Besides, ada banyak pelajaran moral yang bisa diambil dari Naruto. Di episode tewasnya Hokage Keempat dan istrinya, ditampilkan betapa mereka berdua rela tewas demi anak mereka yang masih bayi yaitu Naruto. Ada juga pelajaran bagaimana kakak yang baik itu bertindak seperti Uchiha Itachi.
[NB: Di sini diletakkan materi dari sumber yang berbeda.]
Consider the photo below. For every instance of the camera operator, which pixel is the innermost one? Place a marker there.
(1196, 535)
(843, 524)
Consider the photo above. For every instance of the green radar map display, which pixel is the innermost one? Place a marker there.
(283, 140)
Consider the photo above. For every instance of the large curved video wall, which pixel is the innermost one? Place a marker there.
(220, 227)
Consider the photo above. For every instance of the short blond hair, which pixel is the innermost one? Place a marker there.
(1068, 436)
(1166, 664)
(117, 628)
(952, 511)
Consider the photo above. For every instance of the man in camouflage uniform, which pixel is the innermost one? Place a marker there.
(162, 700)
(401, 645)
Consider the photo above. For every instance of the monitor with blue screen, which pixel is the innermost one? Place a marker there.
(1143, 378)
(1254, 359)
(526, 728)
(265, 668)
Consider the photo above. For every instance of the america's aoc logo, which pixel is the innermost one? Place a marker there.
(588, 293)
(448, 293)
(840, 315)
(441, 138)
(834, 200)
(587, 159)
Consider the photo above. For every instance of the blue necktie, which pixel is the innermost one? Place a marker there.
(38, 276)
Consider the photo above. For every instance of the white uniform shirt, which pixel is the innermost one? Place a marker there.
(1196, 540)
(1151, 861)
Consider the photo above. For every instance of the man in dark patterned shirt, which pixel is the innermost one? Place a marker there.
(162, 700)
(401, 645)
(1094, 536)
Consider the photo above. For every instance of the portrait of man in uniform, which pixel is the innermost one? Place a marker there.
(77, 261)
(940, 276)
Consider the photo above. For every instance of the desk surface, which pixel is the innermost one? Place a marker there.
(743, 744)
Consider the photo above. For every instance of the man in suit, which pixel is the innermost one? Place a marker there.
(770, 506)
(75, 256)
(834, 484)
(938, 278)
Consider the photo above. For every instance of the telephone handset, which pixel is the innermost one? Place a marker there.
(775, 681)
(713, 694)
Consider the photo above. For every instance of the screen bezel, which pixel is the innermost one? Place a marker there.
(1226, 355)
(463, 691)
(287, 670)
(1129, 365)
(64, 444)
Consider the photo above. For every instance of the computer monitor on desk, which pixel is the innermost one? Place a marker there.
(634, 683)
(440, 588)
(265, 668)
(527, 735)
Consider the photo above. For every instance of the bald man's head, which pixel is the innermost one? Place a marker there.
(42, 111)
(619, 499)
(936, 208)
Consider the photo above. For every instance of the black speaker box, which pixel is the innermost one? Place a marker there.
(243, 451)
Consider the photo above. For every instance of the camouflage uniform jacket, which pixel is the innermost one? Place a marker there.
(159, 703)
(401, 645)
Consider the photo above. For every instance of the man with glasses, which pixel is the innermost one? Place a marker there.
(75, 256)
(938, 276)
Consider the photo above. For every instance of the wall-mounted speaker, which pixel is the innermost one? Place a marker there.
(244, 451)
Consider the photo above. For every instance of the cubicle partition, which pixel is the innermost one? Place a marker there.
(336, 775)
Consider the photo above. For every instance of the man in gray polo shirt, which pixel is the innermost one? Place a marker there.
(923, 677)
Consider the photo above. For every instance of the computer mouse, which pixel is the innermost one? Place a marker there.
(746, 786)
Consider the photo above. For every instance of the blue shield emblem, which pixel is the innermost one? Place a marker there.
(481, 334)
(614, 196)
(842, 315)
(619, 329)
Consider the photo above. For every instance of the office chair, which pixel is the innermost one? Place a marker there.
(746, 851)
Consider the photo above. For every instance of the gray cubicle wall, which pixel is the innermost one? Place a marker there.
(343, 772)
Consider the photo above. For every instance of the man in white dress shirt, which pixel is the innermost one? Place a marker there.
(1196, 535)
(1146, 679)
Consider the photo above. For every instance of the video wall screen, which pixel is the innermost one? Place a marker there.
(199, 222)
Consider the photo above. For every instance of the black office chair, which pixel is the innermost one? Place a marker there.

Lagipula, porsi Naruto yang lebih banyak ceramah untuk menyadarkan lawannya yang jahat ketimbang bertarung (kadang penggemarnya berkelakar kalau Naruto itu ceramah ga melihat keadaan, tapi bagus bukan?) sudah jelas membuat pesan moral dan kutipan kata-kata bijaknya lebih banyak pula. Ini lagi-lagi menjadi sisi positif Naruto ketimbang One Piece atau manga yang lain.
The other things are karakter dalam Naruto jika dipasangkan sebagai sahabat atau suami-istri akan terlihat saling melengkapi satu sama lain. Naruto dan Sasuke misalnya, Naruto akan melengkapi sisi Sasuke yang dingin sementara Sasuke akan melengkapi sisi Naruto yang ceroboh dan gegabah dalam mengambil keputusan. Hokage Keempat dan istrinya Kushina pun begitu, Kushina akan melengkapi sisi Hokage Keempat yang "terlalu kalem" sementara Hokage Keempat melengkapi Kushina yang cerewet dengan sifatnya yang tidak terlalu banyak bicara. Sebenarnya tersirat pelajaran moral bahwa kita dan orang yang menjadi sahabat atau pasangan kita akan selalu melengkapi satu sama lain sehingga tercipta keseimbangan.
See? Sekarang aku tidak lagi menonton dan membaca One Piece atau lainnya. Naruto saja buatku lebih dari cukup.